A corollario della retrospettiva “Federico Bonaldi. La magia del racconto” - in corso a Bassano del Grappa in Museo civico ed a Palazzo Sturm ed a Nove al Museo della ceramica fino a domenica 18 ottobre – ed in anteprima a “Bassano Fotografia 15” l’Assessorato alla Cultura del Comune di Bassano del Grappa apre in Chiesetta dell’Angelo una mostra dedicata ad una personale lavoro condotto sulle opere di Federico Bonaldi attraverso l’obiettivo fotografico.

Con la personale «Elogio della penombra. Le anime viventi di Federico Bonaldi» che si inaugurerà venerdì 18 settembre 2015 alle ore 18:30 Alessandro Molinari propone un originale lavoro.

Può una creazione artistica avere una vita propria? Secondo Molinari, che lavora principalmente come ritrattista, le opere di Federico Bonaldi sono “anime viventi”: se Bonaldi non trasformava la materia, ma le dava vita e significato, le sue opere arrivano a comunicare da sole e, pertanto, oltre al valore documentario e catalografico, l’obiettivo fotografico non dovrebbe avere altro compito. La sua intenzione, perciò, è, semmai, di riuscire a trasmettere pensiero e anima di chi ha creato l'opera, di ricostruire il processo creativo, di arrivare a di fotografare l'opera nella mente dell'artista.

Suggestiva l’ambientazione fotografica delle opere, volutamente collocate in ambienti disadorni e corrosi dal tempo.
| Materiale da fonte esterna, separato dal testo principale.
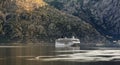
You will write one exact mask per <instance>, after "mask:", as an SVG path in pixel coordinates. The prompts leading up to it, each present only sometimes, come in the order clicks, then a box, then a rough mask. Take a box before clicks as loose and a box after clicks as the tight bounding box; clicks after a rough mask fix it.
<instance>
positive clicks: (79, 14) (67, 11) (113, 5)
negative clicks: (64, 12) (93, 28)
mask: <svg viewBox="0 0 120 65" xmlns="http://www.w3.org/2000/svg"><path fill="white" fill-rule="evenodd" d="M47 2H48V3H49V4H50V5H53V6H54V7H56V8H58V9H60V10H62V11H64V12H66V13H69V14H73V15H75V16H78V17H80V18H82V19H83V20H85V21H86V22H89V23H90V24H92V26H93V27H95V28H96V29H97V30H98V31H99V32H100V33H101V34H102V35H104V36H105V37H106V38H108V39H110V40H117V39H120V1H119V0H69V1H68V0H64V1H63V0H56V1H54V0H51V1H47ZM54 3H59V4H60V5H61V7H62V8H61V7H59V6H57V5H56V4H54Z"/></svg>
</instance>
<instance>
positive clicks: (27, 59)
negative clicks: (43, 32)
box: [0, 46, 120, 65]
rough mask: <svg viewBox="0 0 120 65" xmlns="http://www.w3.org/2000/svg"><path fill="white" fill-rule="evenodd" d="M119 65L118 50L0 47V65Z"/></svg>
mask: <svg viewBox="0 0 120 65" xmlns="http://www.w3.org/2000/svg"><path fill="white" fill-rule="evenodd" d="M106 64H109V65H119V64H120V51H119V50H75V49H70V50H69V49H55V48H54V47H53V46H31V47H0V65H106Z"/></svg>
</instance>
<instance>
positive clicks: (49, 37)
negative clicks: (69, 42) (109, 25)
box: [0, 0, 105, 43]
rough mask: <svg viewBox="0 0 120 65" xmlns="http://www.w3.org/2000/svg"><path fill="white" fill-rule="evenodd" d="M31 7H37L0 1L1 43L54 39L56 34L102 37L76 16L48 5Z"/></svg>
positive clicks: (91, 41)
mask: <svg viewBox="0 0 120 65" xmlns="http://www.w3.org/2000/svg"><path fill="white" fill-rule="evenodd" d="M19 1H20V0H19ZM5 3H7V4H5ZM34 7H37V8H32V9H24V8H21V7H20V6H18V5H17V4H16V1H14V0H9V1H8V0H2V1H0V42H1V43H5V42H9V43H10V42H19V43H29V42H34V43H36V42H42V41H46V42H54V40H55V39H56V38H59V37H65V36H66V37H71V36H72V35H75V36H76V37H78V38H80V39H81V42H101V41H102V42H104V41H105V38H104V37H103V36H101V35H100V34H99V33H98V32H97V31H96V30H95V29H94V28H93V27H92V26H91V25H89V24H87V23H85V22H84V21H82V20H81V19H79V18H77V17H74V16H71V15H68V14H65V13H62V12H60V11H58V10H57V9H54V8H53V7H51V6H49V5H44V6H39V7H38V6H34ZM11 8H12V9H11Z"/></svg>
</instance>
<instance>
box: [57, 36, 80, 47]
mask: <svg viewBox="0 0 120 65" xmlns="http://www.w3.org/2000/svg"><path fill="white" fill-rule="evenodd" d="M55 47H57V48H60V47H80V40H79V39H78V38H75V37H74V36H73V37H72V38H67V37H65V38H58V39H56V41H55Z"/></svg>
Il mondo segreto di Federico, ricco delle più suggestioni provenienti dalle culture fra loro più lontane nello spazio e nel tempo, dalla civiltà contadina veneta alle filosofie orientali, dalle tradizioni slave o incaiche, balcaniche e mediorientali viene indagato, penetrando tra le pieghe della penombra, dando, progressivamente, la possibilità di intuire, superando la pura razionalità, il senso del sacro, dell’arcano e del “mistero” dell’operare bonaldiano nel racconto della vita di un artista singolarissimo.
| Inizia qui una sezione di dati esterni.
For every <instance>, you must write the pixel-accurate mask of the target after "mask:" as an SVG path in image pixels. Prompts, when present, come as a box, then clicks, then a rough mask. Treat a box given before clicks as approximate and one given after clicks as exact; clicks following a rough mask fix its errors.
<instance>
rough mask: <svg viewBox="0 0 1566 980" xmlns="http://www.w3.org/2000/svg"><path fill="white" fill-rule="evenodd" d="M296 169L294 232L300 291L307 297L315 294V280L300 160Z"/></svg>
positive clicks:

La Chiesetta dell’Angelo con le sue pietre e legni levigati dal tempo, con il suo spazio avvolgente, con la sua luce diffusa, si propone come spazio espositivo per questa installazione a grandi pannelli fotografici disposti attraverso un percorso luministicamente invertito, da oriente a occidente, nel percorso ellittico della chiesetta seicentesca riprendendo, al centro, il tema del sacro ispirato agli altari votivi della tradizione orientale con Animus del 1989; i pannelli laterali, in sequenza, riprendono nuove opere inedite dagli anni settanta fino agli anni novanta ancora nei temi degli altari e degli ostensori, dello “Sciamano” e del “Villaggio globale” issato su base decorata a grafica cuneiforme.

Curata da Flavia Casagranda ed organizzata dall’Assessorato alla Cultura di Bassano del Grappa, la mostra rimarrà aperta fino a domenica 18 ottobre 2015 di sabato e domenica con orario 16:00 – 20:00 ad ingresso libero.